2026-08-06
Signaler sans dénoncer : la règle qui protège tout le monde
Signaler sans dénoncer : la règle qui protège tout le monde
Signaler un problème public et dénoncer une personne sont deux actes différents. Le premier est utile et légal ; le second expose son auteur à des poursuites pour diffamation ou atteinte à la vie privée, et n'a aucune chance de régler le problème. Sur Kartié, une intelligence artificielle analyse chaque publication avant sa mise en ligne : les visages sont pixellisés automatiquement, les plaques d'immatriculation vous sont signalées pour que vous les masquiez d'un doigt, et tout texte contenant un nom de personne, une adresse privée, un numéro de téléphone ou une accusation nominative est bloqué avec un message expliquant quoi corriger.
Deux phrases, deux destins
Prenons deux publications qui décrivent exactement la même situation.
« Jean Dupont, au 15 rue des Mangues, jette ses gravats ici tous les soirs. »
« Dépôt de gravats constaté sur le trottoir de cette rue depuis trois jours. »
La seconde est un signalement. La première est une dénonciation publique nominative, et elle expose son auteur à plusieurs risques.
Ce que vous risquez en nommant quelqu'un
La diffamation. Imputer publiquement à une personne identifiée un fait qui porte atteinte à son honneur, sans décision de justice, est un délit — même si le fait est vrai, la vérité n'étant admise en défense que dans des conditions strictes.
L'atteinte à la vie privée. Publier l'adresse du domicile d'un particulier est une atteinte caractérisée.
Le droit à l'image. Diffuser la photo identifiable d'une personne sans son accord est illicite, y compris si la photo a été prise dans la rue.
Et si la personne est mineure, ou si la publication déclenche du harcèlement, on change encore de catégorie.
Pourquoi ça ne marche pas, en plus d'être illégal
Même en mettant le droit de côté, la dénomination ne produit rien d'utile.
Une accusation nominative n'a aucune valeur probante : seul un agent assermenté peut constater une infraction. Elle ne fait pas enlever le dépôt, ne fait pas réparer le trou, ne fait pas rallumer le lampadaire.
Ce qu'elle produit, en revanche, c'est un conflit de voisinage durable, et un fil de commentaires qui part en règlement de comptes. C'est le mécanisme qui a transformé beaucoup de groupes de quartier en espaces toxiques que plus personne ne lit.
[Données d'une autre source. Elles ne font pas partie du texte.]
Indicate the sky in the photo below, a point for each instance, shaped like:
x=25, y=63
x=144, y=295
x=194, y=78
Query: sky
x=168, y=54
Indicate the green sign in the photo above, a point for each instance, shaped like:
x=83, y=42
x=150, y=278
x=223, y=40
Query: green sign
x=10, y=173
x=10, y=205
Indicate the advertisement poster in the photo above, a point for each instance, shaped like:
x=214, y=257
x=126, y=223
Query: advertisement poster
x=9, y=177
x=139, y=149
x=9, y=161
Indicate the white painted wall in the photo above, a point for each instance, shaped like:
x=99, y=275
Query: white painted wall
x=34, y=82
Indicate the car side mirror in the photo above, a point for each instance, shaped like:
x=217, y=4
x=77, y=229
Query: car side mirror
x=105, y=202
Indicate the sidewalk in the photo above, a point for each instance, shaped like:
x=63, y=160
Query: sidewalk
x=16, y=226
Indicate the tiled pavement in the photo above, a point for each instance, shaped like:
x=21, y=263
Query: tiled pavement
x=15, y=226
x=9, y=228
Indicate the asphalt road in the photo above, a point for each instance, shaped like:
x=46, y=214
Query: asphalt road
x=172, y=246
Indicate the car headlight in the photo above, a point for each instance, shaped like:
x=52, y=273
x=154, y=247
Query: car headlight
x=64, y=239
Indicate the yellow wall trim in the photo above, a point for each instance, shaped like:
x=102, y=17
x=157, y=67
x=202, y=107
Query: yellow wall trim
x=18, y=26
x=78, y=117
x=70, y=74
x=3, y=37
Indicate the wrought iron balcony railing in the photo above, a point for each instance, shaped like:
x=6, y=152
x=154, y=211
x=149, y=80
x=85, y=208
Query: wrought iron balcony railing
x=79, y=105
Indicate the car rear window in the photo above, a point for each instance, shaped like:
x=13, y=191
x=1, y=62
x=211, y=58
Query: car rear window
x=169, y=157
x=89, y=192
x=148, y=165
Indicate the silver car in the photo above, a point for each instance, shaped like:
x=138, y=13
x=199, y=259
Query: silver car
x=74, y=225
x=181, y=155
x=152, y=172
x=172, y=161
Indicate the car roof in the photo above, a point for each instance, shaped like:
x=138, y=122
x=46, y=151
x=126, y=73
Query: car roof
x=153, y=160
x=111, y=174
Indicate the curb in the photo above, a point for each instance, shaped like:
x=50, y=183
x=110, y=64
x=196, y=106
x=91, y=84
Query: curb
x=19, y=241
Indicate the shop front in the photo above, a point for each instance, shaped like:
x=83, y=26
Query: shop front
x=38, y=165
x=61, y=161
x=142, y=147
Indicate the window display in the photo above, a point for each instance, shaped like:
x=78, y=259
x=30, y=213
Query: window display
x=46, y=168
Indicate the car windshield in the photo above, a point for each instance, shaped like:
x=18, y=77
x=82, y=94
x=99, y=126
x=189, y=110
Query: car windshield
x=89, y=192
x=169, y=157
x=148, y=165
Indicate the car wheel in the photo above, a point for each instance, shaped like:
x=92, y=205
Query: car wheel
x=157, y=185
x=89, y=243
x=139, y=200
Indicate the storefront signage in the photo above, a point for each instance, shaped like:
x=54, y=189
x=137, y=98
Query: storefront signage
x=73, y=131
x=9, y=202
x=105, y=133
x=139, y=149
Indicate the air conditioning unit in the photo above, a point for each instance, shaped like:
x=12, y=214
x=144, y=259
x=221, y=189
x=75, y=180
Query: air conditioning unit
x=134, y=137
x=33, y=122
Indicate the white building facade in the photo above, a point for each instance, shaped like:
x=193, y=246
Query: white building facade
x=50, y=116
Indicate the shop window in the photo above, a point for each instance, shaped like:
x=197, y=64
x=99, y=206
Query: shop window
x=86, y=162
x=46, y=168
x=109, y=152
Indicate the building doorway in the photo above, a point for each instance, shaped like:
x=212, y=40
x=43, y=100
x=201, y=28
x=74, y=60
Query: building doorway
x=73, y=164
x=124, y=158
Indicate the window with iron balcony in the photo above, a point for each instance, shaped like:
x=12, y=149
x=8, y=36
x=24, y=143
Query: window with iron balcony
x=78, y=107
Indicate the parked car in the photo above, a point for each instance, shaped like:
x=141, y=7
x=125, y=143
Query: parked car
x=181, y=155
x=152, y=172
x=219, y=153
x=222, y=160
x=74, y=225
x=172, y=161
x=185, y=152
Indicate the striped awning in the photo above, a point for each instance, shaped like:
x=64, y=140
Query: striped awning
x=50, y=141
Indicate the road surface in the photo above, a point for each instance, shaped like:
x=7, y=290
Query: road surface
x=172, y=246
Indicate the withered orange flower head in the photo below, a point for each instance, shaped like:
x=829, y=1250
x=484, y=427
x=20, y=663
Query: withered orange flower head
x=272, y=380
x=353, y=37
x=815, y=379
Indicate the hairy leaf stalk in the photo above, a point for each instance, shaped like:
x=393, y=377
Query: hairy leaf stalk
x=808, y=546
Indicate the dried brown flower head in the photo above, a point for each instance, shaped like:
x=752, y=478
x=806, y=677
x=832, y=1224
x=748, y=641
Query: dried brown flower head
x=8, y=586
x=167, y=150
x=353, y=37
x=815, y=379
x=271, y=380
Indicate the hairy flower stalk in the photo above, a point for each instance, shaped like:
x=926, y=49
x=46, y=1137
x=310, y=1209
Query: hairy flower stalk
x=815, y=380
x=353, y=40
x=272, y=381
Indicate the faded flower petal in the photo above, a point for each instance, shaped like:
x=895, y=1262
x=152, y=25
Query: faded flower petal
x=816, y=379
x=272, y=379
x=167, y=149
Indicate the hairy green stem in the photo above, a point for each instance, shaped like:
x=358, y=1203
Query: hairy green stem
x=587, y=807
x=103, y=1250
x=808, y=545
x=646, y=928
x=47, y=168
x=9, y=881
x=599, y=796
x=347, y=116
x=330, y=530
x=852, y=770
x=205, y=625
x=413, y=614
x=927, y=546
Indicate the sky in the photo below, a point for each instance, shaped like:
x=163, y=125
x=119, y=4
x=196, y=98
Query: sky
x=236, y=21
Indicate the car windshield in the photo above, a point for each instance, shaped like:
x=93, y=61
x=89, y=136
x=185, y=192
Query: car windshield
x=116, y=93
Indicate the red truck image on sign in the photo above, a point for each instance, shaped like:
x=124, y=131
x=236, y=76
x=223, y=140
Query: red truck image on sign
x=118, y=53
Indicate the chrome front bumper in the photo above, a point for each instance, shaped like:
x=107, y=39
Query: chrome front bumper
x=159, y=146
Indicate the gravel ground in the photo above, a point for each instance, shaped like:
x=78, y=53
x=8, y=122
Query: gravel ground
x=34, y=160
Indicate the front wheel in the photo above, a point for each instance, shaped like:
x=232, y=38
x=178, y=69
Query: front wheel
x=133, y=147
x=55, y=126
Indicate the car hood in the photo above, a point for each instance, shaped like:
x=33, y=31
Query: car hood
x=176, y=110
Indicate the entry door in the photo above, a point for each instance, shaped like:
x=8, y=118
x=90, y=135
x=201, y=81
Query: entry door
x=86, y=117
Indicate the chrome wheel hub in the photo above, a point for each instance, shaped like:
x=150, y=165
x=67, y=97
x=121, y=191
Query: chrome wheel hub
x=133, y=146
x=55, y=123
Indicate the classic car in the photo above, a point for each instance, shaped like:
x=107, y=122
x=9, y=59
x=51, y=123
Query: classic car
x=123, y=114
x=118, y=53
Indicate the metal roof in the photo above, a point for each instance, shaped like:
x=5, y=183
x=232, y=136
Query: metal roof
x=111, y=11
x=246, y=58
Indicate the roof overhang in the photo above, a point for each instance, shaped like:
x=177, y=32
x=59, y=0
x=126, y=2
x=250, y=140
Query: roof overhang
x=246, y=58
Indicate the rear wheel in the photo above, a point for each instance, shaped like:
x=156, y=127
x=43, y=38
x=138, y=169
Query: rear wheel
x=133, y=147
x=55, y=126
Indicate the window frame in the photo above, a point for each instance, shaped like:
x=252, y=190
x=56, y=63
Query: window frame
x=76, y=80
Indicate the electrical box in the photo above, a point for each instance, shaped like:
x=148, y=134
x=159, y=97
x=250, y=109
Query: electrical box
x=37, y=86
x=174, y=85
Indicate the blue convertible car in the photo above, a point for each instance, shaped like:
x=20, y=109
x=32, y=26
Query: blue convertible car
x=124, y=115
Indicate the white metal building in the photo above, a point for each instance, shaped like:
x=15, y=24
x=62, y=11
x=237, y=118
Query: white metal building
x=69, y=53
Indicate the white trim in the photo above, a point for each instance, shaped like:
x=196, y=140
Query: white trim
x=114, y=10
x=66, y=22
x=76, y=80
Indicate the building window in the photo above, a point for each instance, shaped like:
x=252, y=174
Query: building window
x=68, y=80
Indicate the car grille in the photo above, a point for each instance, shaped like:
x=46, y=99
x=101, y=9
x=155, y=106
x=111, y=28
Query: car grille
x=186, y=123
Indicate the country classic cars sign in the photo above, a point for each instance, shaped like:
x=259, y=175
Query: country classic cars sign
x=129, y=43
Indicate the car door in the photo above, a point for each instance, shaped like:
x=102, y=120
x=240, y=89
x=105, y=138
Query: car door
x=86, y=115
Comment Kartié applique la règle
Avant publication, chaque signalement passe par une analyse automatique.
Sur l'image : les visages sont détectés et pixellisés de façon irréversible. Les plaques et les documents où un nom est lisible sont repérés mais pas masqués automatiquement — l'application vous prévient et vous les masquez au doigt. Vous voyez le résultat avant toute mise en ligne. Seule la version masquée est conservée : la photo d'origine n'est jamais stockée.
Sur le texte : un nom de personne, une adresse privée, un numéro de téléphone, une insulte ou une accusation visant une personne ou une entreprise identifiable déclenchent un blocage, accompagné d'un message qui dit précisément quoi retirer.
Nommer une rue, un rond-point, un quartier ou un arrêt de bus reste évidemment autorisé : ce sont des lieux publics, et ce sont eux qui permettent de localiser le problème.
Une contrainte qui rend le service crédible
Cette règle peut sembler frustrante quand on est en colère. Elle est pourtant ce qui rend l'outil utilisable sur la durée.
Un espace où l'on peut nommer les gens devient un tribunal de quartier, et se vide. Un espace où l'on décrit des problèmes reste un outil — et c'est aussi ce qui permettra un jour à une collectivité de s'appuyer sur ces signalements sans craindre d'y trouver des mises en cause personnelles.
- Puis-je citer le nom de quelqu’un dans un signalement ?
- Non. Imputer publiquement une infraction à une personne identifiée est constitutif de diffamation, et publier son adresse porte atteinte à sa vie privée. Kartié bloque automatiquement ces publications et explique quoi corriger.
- Puis-je publier une photo où on voit quelqu’un ?
- La photo peut être publiée : le visage sera automatiquement pixellisé avant la mise en ligne. Les plaques d'immatriculation, elles, ne sont pas masquées toutes seules — l'application vous signale leur présence et vous les masquez d'un doigt. Vous vérifiez le résultat dans tous les cas, et la photo d'origine n'est jamais conservée.
- Puis-je nommer une rue ou un quartier ?
- Oui. Les voies et lieux publics — rue, rond-point, quartier, arrêt de bus — sont autorisés et même nécessaires : ce sont eux qui permettent de localiser le problème.